0
votes

I have been trying to build a ML model which predicts the time it takes for different products to go through a deployment pipeline. I have created around 30-40 different features, 90% which are categorical and 10% numerical features. For instance I have one feature "product category" which can take 5 different values. I then create dummies for all my categorical variables and I end up with around 200-300 variables instead.

I have trained a XGboost model and checked the feature importance and noticed that most my features are around <0.001 in importance, and a lot of them, around 30 are 0. What do I do with this information? Should I drop these variables (like drop half of the product categories) or group all of them together inside an "Other" category? Any tips or standard ways of dealing with this?
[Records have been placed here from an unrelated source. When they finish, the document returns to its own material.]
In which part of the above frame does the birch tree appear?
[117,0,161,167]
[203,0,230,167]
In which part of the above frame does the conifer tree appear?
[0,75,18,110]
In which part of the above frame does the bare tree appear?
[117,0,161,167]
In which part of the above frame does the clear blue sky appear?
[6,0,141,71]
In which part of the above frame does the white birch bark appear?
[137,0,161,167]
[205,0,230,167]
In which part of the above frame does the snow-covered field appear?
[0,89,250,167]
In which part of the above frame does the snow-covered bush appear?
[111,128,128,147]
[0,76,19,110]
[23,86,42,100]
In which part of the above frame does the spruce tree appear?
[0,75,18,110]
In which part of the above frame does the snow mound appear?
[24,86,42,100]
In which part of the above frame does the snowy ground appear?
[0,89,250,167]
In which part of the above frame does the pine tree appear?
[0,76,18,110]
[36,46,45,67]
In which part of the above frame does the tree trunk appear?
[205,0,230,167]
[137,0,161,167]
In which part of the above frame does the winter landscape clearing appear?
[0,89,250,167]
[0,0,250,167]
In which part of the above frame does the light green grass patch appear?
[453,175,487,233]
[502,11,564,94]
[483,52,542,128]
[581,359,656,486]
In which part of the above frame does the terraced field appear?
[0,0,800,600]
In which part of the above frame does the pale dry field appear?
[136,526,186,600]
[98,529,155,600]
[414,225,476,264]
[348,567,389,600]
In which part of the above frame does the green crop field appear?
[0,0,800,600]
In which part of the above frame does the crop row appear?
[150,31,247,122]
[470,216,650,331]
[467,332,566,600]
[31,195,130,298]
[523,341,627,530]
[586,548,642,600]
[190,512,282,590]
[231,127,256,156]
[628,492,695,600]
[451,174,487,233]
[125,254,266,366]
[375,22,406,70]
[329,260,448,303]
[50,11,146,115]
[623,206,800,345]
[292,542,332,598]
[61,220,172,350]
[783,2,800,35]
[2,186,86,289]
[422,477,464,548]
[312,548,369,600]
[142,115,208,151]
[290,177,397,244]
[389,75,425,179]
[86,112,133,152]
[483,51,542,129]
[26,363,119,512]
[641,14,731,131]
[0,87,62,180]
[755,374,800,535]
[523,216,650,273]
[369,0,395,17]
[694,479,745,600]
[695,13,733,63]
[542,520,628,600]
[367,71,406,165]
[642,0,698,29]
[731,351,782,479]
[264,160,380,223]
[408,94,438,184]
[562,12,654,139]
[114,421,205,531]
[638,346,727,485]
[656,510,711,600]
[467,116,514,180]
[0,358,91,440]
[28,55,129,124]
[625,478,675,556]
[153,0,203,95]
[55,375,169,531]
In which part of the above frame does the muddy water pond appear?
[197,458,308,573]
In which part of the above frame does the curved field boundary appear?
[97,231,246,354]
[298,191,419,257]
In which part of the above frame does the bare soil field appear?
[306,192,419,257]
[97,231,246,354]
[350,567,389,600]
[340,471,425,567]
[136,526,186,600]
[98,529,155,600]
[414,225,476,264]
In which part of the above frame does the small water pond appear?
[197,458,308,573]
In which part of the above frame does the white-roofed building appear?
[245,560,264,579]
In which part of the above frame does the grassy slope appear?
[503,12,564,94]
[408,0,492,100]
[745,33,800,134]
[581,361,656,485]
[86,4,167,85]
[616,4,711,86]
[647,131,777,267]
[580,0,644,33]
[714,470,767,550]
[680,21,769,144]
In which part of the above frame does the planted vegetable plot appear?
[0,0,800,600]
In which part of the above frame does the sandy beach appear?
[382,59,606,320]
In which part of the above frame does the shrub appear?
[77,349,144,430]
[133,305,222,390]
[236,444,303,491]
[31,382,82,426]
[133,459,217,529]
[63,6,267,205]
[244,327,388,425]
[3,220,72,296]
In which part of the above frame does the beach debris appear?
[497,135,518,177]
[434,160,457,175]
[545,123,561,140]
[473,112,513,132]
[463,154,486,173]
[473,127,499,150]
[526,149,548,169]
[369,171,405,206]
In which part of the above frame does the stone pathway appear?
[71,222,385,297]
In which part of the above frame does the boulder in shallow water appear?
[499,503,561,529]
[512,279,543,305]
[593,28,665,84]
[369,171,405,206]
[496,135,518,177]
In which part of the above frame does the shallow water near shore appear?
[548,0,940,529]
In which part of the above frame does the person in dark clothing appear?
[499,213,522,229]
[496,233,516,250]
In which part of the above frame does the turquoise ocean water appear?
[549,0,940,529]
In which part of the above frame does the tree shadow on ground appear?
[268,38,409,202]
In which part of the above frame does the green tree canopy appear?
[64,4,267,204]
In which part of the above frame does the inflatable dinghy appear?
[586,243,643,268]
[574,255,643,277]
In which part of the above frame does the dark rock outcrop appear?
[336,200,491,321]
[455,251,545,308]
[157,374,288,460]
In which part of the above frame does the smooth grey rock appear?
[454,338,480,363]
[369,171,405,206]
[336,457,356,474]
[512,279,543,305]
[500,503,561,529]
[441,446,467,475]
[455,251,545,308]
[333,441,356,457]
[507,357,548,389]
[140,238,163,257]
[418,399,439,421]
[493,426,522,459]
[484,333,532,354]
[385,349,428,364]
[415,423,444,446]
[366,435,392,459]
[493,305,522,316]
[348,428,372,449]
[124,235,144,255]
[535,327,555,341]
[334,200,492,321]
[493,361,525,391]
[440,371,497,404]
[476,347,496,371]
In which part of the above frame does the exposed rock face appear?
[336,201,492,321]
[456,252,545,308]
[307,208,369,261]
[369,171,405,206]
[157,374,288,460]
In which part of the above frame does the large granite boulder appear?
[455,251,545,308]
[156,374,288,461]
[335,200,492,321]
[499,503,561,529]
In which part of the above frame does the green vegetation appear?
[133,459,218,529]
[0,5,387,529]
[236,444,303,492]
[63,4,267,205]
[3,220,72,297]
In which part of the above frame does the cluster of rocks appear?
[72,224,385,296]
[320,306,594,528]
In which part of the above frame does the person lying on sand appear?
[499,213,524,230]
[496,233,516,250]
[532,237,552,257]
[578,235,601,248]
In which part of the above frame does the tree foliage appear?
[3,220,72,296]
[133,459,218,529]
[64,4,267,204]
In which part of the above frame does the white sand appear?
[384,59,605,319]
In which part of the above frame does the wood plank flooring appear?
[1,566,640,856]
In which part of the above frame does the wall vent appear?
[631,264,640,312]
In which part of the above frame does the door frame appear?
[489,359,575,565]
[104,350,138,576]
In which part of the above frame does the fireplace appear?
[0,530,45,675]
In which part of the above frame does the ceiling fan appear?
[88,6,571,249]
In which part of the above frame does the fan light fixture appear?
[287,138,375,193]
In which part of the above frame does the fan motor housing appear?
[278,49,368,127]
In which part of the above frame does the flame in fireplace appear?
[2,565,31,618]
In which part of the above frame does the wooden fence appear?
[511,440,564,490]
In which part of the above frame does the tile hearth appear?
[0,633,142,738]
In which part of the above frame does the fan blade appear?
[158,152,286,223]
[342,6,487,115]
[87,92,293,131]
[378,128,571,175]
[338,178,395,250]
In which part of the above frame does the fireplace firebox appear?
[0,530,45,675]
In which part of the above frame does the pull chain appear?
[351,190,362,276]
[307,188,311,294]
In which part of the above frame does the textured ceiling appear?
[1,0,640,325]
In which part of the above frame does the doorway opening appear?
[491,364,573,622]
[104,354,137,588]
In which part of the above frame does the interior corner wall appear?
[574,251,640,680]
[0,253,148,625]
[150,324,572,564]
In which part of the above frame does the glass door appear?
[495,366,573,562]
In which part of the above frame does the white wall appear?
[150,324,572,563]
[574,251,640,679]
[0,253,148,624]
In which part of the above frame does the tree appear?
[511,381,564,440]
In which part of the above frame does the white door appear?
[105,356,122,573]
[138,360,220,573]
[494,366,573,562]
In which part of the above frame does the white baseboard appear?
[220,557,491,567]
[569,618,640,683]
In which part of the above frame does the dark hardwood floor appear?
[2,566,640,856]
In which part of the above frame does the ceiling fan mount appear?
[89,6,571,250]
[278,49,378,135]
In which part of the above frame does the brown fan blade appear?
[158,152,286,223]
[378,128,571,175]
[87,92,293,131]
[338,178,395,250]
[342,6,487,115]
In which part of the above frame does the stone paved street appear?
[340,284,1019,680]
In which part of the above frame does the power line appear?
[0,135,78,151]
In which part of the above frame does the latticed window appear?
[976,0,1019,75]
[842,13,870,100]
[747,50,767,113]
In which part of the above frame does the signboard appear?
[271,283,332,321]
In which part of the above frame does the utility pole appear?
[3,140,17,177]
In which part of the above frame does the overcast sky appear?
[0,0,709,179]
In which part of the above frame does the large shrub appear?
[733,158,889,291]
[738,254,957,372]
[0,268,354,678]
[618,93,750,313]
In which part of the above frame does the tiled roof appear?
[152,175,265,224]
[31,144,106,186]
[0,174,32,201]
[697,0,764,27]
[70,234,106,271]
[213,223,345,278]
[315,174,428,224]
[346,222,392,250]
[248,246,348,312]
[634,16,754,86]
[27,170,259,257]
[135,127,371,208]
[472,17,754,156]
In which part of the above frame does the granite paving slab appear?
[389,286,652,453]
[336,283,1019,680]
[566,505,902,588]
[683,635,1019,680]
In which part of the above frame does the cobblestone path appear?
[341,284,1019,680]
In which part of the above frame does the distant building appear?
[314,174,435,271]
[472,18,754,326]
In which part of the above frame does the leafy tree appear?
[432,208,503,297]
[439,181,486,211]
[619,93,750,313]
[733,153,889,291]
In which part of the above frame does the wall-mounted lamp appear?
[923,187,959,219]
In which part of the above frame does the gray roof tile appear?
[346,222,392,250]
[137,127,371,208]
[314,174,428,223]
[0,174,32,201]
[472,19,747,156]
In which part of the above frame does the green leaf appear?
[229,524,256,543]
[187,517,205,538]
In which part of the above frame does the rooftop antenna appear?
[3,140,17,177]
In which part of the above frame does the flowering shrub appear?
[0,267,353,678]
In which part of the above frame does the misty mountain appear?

EDIT: My hyper parameters.

xgb = xgboost.XGBRegressor(
    max_depth = 11,
    n_estimators= 150,
    min_child_weight= 1,
    eta= .3,
    subsample= 0.9,
    gamma= 0.1,
   colsample_bytree= 0.9,
   objective= 'reg:gamma'
   )
1

1 Answers

0
votes

I'm guessing that your data is very sparse. It would be helpful if you mention the hyper-parameters you've used for your model, like max_depth for example. Usually tress are quite robust to number of features, but in GBM we are using weak learners. So if the number of trees you have build are less then number of features, model fails to understand the importance of all features.